Marianne Dissard : “chanter en français ici n’est pas un problème”

Dans le cadre des MoMA Nights consacrée en août à la nouvelle scène de la chanson française et de la sortie sur internet de l’album New French Song chez Barbès Records le 3 août, rencontre avec Marianne Dissard, chanteuse française installée aux Etats-Unis et pétrie à la fois de culture française et américaine.

Comment vous êtes-vous lancée dans la musique?
Au départ, je ne me voyais pas du tout faire ça, être sur scène… j’étais trop timide pour y penser. Mon univers à la base c’est plutôt le cinéma et l’écriture. Et puis c’est un ami, Joey Burns, le chanteur des Calexiko, qui m’a dit “Mais attends il faut qu’on fasse un album ensemble!” et c’est le genre de personne qu’il faut prendre au sérieux! (rires) J’étais très contente d’être entourée de tous ces musiciens car finalement ça rejoignait mon univers, celui des mots. Et avec le recul, je réalise que j’ai toujours été dans ce monde-là, celui de la musique.

Comment ça?
Je vis depuis 1994 à Tucson, en Arizona. C’est une ville remplie de musiciens, qui vit beaucoup la nuit. L’endroit est centré autour de la musique. Beaucoup de groupes en tournée préfèrent passer par Tucson plutôt que Phoenix qui est pourtant la ville la plus importante de l’Etat. C’est là que les artistes se réfugient…

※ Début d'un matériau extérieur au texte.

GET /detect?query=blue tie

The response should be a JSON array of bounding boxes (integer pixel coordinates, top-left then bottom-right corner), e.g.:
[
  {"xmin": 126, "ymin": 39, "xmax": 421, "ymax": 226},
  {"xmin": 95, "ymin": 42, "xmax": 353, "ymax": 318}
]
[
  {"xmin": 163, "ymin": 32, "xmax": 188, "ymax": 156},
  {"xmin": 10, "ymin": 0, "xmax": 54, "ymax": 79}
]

Quelles sont vos influences musicales?
J’ai grandi en France, j’y ai vécu jusqu’à mes 16 ans. Donc j’ai été exposée à la grande tradition de la chanson française: Barbara, Jacques Brel, Brassens… Ces grands chanteurs m’attiraient beaucoup à l’époque. Et puis ado, je me suis plus tournée vers la chanson anglo-saxonne avec U2, The Clash… des groupes que je n’écoute plus beaucoup maintenant (rires)! Et puis arrivée ici, j’ai découvert Neil Young et toute cette musique que l’on appelle “Americana” qu’on ne connaissait pas vraiment en France. Je me suis plongée dans une manière d’écrire différente, avec une manière de raconter les histoires assez classique. Ces sont des “tales” (des contes, ndlr) comme Johnny Cash. On ne trouve pas ça en France, ça fait partie d’un paysage et d’un mode de vie.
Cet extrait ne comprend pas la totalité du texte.